Neyse. Hazırlanıp evden çıktım. Önce eski bir arkadaşımla şu popüler mekânlardan birinde kahve içtik. Ne demişler, ”Gönül ne kahve ister ne kahvehane/ Gönül muhabbet ister kahve bahane.” Özlemişiz birbirimizi. Gerçekten de kahve bahane sohbet şahaneydi. Sıra ödemeye gelince ikimiz de şaşırdık. Nasıl yani? Alt tarafı kahve içtik. Üstüne de minik bir tatlıyı paylaştık. İyi de nasıl oluyor da her yer tıklım tıklım dolu…
Çarşıya doğru yürürken birden Kapanca Sokak düştü usuma. Sanki o eski sokakların, eski evlerin kendine özgü bir kokusu vardı. Ve beni oraya doğru çekiyordu… Yıllardır adeta içinde yaşar gibi hissettiğim rüyamdaki ev belki de oradaydı… Tarih kokan sokaklarda dolaştım durdum…

***

Cumhuriyet Parkındaki Sanat Galerisi’nde düzenlenen fotoğraf sergisi ve anma etkinliğine katılmak üzere yola koyuldum. Büyük bir dükkânın önünde sepet içine konmuş kurutulmuş bitkiler dikkatimi çekti. İçeri girdim; “Papatya almak istiyorum.” “Tabii,” dedi dükkân sahibi. “Gerçek papatya mı?” diye sordum. “Ne demek gerçek papatya mı, sahtesi de mi var?” dedi adam. Elindeki papatya poşetini göstererek. “Var tabii, zamanından önce çıkan, papatyaya benzeyen bir cins var. Onların hiçbir faydası yok. Ayrıca da zararlı.” “Allah Allah. Nasıl yani?” “ Şimdi, hani gençler seviyor-sevmiyor yapıyorlar ya, yapardık ya biz de.” “Hee…” “İşte, onların yaprakları gerçek. Diğerleri iğne gibi ince olur.”

***

Teşekkür edip, papatyayı aldım. Tam çıkacakken, Nerelisiniz? dedi.
Hiç sevmediğim sohbetler. Yıllarca tanıdığım birisine bile, nerelisin diye sormak aklıma gelmez. Üstelik papatya muhabbeti yaptık diye ne bu samimiyet? İzmitliyim.
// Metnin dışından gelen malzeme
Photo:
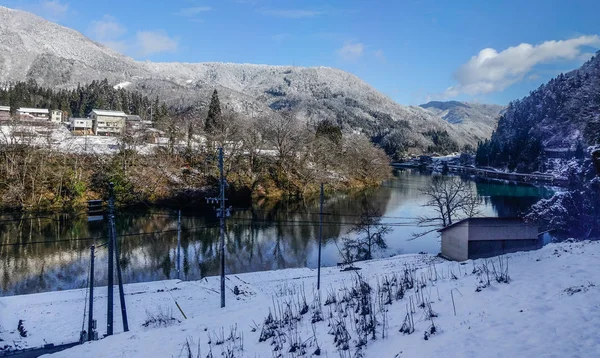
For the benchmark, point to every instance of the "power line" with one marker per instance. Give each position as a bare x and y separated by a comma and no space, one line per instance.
193,229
Aslen nerelisiniz? Burada mı doğdunuz? Kütahya doğumluyum, ama 60 yıldır İzmit’te yaşıyorum. O zaman Kütahyalıyım diyeceksin!

***

”Benim oğlum hâkim, kızım doktor, gelinim doktor, damadım doktor.” “Ne güzel. Maşallah! Maşallah!” Bir ara kasanın arkasına geçti, oğlunun ve kızının olduğu büyük bir fotoğraf getirdi.” Kızınız da çok güzelmiş.” “Neye yarar ki. Hiç istemedim evlenmesini ama…” “Niye, mutlu değil mi?” “Bizde kadınlar ne kadar mutlu olur ki. Hangi kız baba evindeki rahatı, mutluluğu bulur. Hangi eş babanın kızına davrandığı gibi davranır?”
Gözünün bebeği kızının mutsuzluğu adama, adamdan bana geçmişti… Tam da bu sırada kükreyen bir erkek sesi deldi geçti ortalığı. Kolundan tutup çekelediği kadının sesi çaresizce içine kaçmış gibiydi…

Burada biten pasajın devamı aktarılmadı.